Du désengagement de l’État

Du désengagement de l’État et des difficultés croissantes des collectivités territoriales, il en a été plusieurs fois question lors de ce conseil. En début de séance, à l’occasion d’un rapport sur une évolution de l’aide apportée par le Département à la Ville dans le cadre d’un contrat pluriannuel, la Première adjointe, Yolande Peytavin, avait déjà alerté sur les conséquences, à terme, de la baisse continue des dotations aux communes.
En fin de séance, le groupe des élus communistes et apparentés, désormais présidé par Pierre-Alain Millet, présentait un vœu qui demande au gouvernement de renoncer à économiser 11 milliards d’euros sur les dotations versées aux collectivités territoriales. La perte pour Vénissieux étant évaluée à 1,5 million par an. “Nous refusons de voir nos services publics amoindris au moment où les besoins de notre population sont de plus en plus criants”, déclarait Pierre-Alain Millet. Ce vœu a été adopté par l’ensemble de la majorité municipale (PCF-PG-MRC-EELV- société civile et personnalités socialistes), le FN et le groupe UMP-Divers droite de Christophe Girard se sont abstenus, tandis que le PS choisissait de ne pas participer au vote, “faute d’avoir pu étudier ce texte en amont du conseil”.
Le vote était strictement identique pour un autre vœu, déposé cette fois par les élus d’Europe Écologie Les Verts, dénonçant le traité transatlantique en cours de négociation entre l’Union européenne et les États-Unis. Un traité qui permettrait notamment à des multinationales— c’est l’inquiétude majeure brandie par ceux qui s’y opposent — de contester en justice des décisions prises par des états pour protéger leur population ou l’environnement, par exemple sur l’extraction des gaz de schiste.

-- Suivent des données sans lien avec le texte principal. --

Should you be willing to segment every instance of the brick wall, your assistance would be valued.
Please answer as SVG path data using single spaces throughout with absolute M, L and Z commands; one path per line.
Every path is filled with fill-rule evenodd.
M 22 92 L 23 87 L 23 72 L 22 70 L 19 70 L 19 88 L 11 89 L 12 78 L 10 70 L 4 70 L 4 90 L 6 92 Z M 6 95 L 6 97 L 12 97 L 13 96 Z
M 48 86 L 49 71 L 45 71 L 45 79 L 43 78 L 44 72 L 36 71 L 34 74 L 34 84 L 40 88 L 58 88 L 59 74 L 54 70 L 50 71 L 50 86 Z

De la future école du Centre… aux rythmes scolaires

Entre-temps, les élus auront approuvé le projet de réhabilitation de l’équipement d’accueil du jeune enfant “Musicaline” au Moulin-à-Vent (sa capacité passera de 25 à 30 places), puis l’acquisition des terrains nécessaires à la construction du futur groupe scolaire du Centre, un tènement d’environ 6 000 m2 appartenant au Grand Lyon, situé rue Gaspard Picard. Si le premier dossier a recueilli l’unanimité, le second a fait davantage débat. Au nom du groupe présidé par Christophe Girard (absent ce soir-là), la conseillère sans étiquette Jeanine Locatelli critiquait ainsi le “manque d’anticipation” de l’ancienne équipe municipale, estimant que ce projet était le bienvenu mais arrivait “trop tard”, au regard du dynamisme démographique du centre-ville. Michèle Picard lui a répondu que l’école Joliot-Curie avait été inaugurée l’an dernier, et qu’il était “impossible sur un plan de budgétaire de financer la construction de deux établissements durant le même mandat”.
Le chef de file socialiste Lotfi Ben Khelifa se félicitait également de cet investissement (même si le groupe PS, bizarrement, s’est abstenu), mais l’essentiel de son intervention portait sur la réforme des rythmes scolaires… pour laquelle il a demandé “la création d’une mission d’information et d’évaluation dès le prochain conseil municipal”.
Michèle Picard lui a opposé une fin de non-recevoir : “La concertation est ouverte depuis des mois à Vénissieux avec tous les partenaires concernés, nous savons où nous allons et nous continuerons ainsi.” La nouvelle adjointe à l’éducation, Véronique Callut, précisait qu’ “après le choix des horaires, arrêté à l’issue de nombreuses rencontres, les consultations se poursuivent jusqu’en juin sur l’organisation des activités périscolaires.”